Principle 2: Smaller reverbs or short delays make things sound bigger. 

Reverbs with decays under a second (and usually much shorter than that) and delays under 100 milliseconds (again, usually a lot shorter than that) tend to make the track sound bigger rather than push it back in the mix, especially if the reverb or delay is in stereo. 

Many times a reverb will be used with the decay parameter turned down as far as it will go (which may be as low as 0.1 seconds), but this setting is sometimes the most difficult for a digital reverb to reproduce, resulting in a metallic sound. If this occurs, sometimes lengthening the decay time a little or trying a different preset will result in a smoother, less tinny sound, or you can try another plugin or hardware unit that performs better under these conditions. Of the 6 principles, this one is the most overlooked.

Principle 3: Long delays, long reverb predelay, and reverb decay settings push a sound further away if the level of the effect is loud enough. 

Delays and predelays (see the section later in the chapter on reverb) longer than 100 milliseconds are distinctly heard and begin to push the sound away from the listener. 

The trick between something sounding big or just distant is the level of the effect. When the decay or delay is short and the level is loud, the track sounds big. When the decay or delay is long and loud, the track just sounds far away. 

Principle 4: If delays are timed to the tempo of the track, they add depth without being noticeable. 

Most mixers set the delay time to the tempo of the track. (See the section on delay for how to do this.) This makes the delay pulse with the music and adds a reverb type of environment to the sound. It also makes the delay seem to disappear as a discrete repeat, but it still adds a smoothing quality to the mix element. 

Principle 5: If delays are not timed to the tempo of the track, they stick out. 

Sometimes you want to distinctly hear a delay and the best way to do that is to make sure that the delay is not exactly timed to the track.

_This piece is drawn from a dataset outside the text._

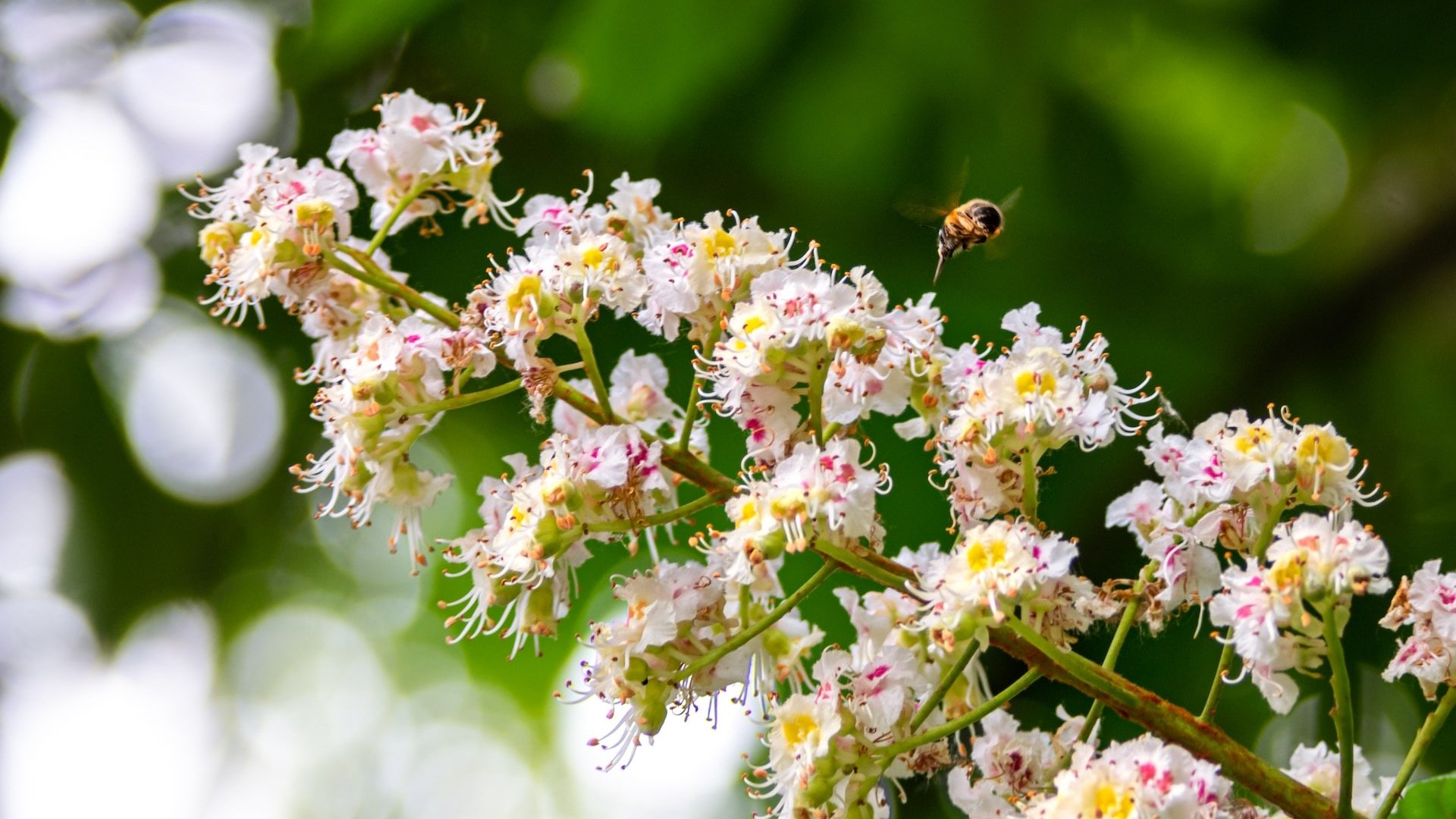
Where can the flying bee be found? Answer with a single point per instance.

Start by first putting the delay in time; then slowly alter the timing until the desired effect is achieved. 

Principle 6: Reverbs sound smoother when timed to the tempo of the track. 

Reverbs are timed to the track by triggering them off of a snare hit and adjusting the decay parameter so that the decay just dies before another snare hit. The idea is to make the decay “breathe” with the track. One way to achieve this is by making everything as big as possible at the shortest setting first, then gradually making the settings longer until it’s in time with the track. 

Of course, the biggest part of adding effects to a mix is experience, but keeping these 6 principles in mind will provide a perfect place to start.